Other ganglion cells respond transiently to stationary stimuli, giving a brief burst of action potentials when the stimulus is first presented, but then falling silent. They respond well to moving stimuli, since such stimuli remain in a cell's receptive field only briefly. These transient responders are named Y-type ganglion cells. Their receptive fields are larger, they are more prevalent in the periphery of the retina, and their business seems to be detecting moving edges. They too come in both on-center and off-center varieties. Thus, any particular ganglion cell can be classified as on-center or off-center, and sustained (X) or transient (Y). MacRetina models a region of retina where both X and Y type ganglion cells are present, so a given cell might be On-X, Off-X, On-Y or Off-Y. The best way to distinguish the X and Y types is to aim a stimulus spot at the center of the receptive field (once it has been mapped), turn on the stimulus for several seconds, and see if the firing is sustained (X) or transient (Y).

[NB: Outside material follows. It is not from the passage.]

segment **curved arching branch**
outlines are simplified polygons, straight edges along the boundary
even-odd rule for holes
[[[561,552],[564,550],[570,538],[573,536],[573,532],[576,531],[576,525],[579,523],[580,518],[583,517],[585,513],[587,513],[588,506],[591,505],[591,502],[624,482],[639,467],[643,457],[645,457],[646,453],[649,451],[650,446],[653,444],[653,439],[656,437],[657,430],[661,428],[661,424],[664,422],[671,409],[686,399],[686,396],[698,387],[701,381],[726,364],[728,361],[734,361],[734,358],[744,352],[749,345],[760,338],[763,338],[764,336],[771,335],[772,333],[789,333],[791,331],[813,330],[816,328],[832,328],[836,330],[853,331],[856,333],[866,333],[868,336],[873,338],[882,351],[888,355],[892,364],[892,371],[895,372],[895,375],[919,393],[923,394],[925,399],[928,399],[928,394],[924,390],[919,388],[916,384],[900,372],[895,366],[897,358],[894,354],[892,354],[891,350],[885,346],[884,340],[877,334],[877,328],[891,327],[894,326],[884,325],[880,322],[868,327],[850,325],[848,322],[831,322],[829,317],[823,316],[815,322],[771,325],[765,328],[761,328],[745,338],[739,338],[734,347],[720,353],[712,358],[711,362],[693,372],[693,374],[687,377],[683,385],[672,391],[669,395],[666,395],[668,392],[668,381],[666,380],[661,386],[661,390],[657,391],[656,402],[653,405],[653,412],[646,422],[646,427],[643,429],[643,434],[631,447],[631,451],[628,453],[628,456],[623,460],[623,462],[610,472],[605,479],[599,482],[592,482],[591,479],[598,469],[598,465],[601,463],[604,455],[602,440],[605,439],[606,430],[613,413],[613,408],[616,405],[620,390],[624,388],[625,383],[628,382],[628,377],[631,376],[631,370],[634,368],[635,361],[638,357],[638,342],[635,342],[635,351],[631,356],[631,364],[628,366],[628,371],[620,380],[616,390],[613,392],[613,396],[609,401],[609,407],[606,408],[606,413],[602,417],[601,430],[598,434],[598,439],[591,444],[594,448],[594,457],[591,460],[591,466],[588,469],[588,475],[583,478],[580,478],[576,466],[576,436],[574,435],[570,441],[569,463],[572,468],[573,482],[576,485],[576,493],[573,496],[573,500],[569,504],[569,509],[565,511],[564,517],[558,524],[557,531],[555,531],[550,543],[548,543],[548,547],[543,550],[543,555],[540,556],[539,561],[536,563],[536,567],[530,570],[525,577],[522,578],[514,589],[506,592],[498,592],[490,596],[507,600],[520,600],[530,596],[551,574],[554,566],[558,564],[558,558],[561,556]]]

MacRetina models ten ganglion cells from a 0.5 by 1.0 mm region of retina, a region in which almost 100 ganglion cells are present. Even by mapping only a fraction of the total cells, one can see how extensively receptive fields overlap, and thus how any particular visual stimulus will excite many ganglion cells.

The lab:

This lab is best done with a partner. Also, try to find a partner from the other course. Pat, please pair up with Chris.

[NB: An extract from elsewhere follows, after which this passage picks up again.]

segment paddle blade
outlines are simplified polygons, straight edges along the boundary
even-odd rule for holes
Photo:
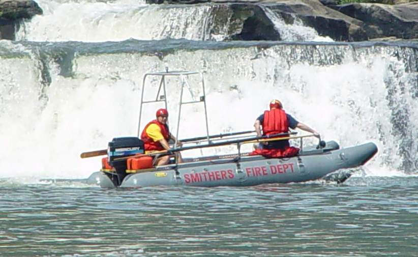
[[[100,155],[105,155],[107,154],[107,150],[104,149],[103,150],[93,151],[92,152],[85,152],[81,153],[80,156],[81,158],[89,158],[95,157],[96,156],[100,156]]]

1. Locate the MacRetina folder in the Class Software file area (located in Network servers). PLEASE Drag the MacRetina Folder out of Class Software to the surrounding Desktop. (You may make a personal copy of the software, if you want.)

2. Open the MacRetina folder and click on the MacRetina 2.1 icon. MacRetina will open and urge you to follow the tutorial program before getting started. Do it.

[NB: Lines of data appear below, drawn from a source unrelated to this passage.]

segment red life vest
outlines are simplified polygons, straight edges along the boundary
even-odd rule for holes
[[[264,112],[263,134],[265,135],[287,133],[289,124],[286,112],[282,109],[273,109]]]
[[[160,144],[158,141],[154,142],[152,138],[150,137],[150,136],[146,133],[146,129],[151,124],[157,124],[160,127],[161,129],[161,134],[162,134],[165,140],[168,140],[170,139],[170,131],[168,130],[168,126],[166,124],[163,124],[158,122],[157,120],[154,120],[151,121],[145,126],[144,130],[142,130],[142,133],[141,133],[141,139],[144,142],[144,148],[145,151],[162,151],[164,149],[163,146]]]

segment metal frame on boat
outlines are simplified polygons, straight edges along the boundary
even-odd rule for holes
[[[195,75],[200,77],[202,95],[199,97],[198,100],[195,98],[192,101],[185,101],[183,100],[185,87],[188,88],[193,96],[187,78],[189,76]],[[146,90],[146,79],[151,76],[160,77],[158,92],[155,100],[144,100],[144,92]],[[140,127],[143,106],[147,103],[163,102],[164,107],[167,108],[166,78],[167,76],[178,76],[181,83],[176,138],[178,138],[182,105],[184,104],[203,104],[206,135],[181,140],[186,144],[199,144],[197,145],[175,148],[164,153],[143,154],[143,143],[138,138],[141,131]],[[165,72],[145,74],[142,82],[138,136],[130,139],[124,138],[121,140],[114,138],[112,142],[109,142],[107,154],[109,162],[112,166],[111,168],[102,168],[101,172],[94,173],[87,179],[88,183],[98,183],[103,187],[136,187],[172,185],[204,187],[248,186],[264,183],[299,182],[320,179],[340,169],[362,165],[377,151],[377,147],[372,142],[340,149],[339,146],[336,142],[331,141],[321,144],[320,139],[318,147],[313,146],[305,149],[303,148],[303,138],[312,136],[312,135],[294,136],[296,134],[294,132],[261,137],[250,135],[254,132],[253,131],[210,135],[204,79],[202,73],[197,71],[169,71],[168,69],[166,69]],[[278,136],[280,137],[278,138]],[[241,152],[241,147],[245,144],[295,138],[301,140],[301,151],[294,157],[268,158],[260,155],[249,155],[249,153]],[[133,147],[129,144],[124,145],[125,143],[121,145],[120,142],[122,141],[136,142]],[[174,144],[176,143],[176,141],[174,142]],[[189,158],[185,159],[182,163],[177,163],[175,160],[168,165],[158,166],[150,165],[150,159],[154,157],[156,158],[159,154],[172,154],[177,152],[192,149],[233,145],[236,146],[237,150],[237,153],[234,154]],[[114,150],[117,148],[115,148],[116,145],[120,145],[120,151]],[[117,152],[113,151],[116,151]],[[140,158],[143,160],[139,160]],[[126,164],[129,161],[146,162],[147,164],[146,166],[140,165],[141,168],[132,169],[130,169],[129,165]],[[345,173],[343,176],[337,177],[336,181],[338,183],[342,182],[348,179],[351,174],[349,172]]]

3. That is, pull down the Help menu and highlight Tutorial. This will show you everything you need to know.

Collecting data and writing it up:

1. Map the ten ganglion cell receptive fields simulated by MacRetina. You need not save or hand in your maps, but for each cell, list whether it is an on-center or off-center cell, and whether its response is sustained (X) or transient (Y). Accuracy matters here, so if you are uncertain about a cell, consult with another group and see if you can resolve your uncertainties.

The remaining questions are all bottom-up extensions of this raw data on the ganglion cells.

2. The area of the retina simulated in MacRetina would contain over 100 ganglion cells. As you can see from even the ten that you sampled, ganglion cell receptive fields overlap greatly. Why? You might think of the question this way: On Rigel IV, a species of humanoid has evolved that is just like us except for one tiny detail: their ganglion cell receptive fields do not overlap. Do we enjoy any advantages over Rigelians when it comes to perception? If you have more than one idea here, fine!

3. The receptive fields you mapped all have a characteristic donut shape, with an excitatory center surrounded by a region of inhibition. Why? What advantage in perception does the inhibitory surround provide? You might think of the question this way: On Tau Ceti, a species of humanoid has evolved that is just like us, only their ganglion cell receptive fields do not have inhibitory surrounds. (Their ganglion cells are either dark-spot detectors or light-spot detectors.) How might their vision of objects in their world differ from ours? (If you have more than one idea, fine!)

4. The cells also differ in their responses -- some are sustained, and some are transient. Why?

5. In the spirit of the horny fly exercise, how could ganglion cells be wired together to detect an straight edge that is light on one side and dark on the other? Note that your edge detector will also be orientation-sensitive. (It will detect only vertical edges, for example.) You can reply to this with a diagram or with a brief verbal description.

Make sure that both names are on your lab report. If you hand in your report on Docex, make sure that both names appear in the filename, as in "Smith and Jones Lab 7," for example. Drop files in Docex/Phil. 371/Drop.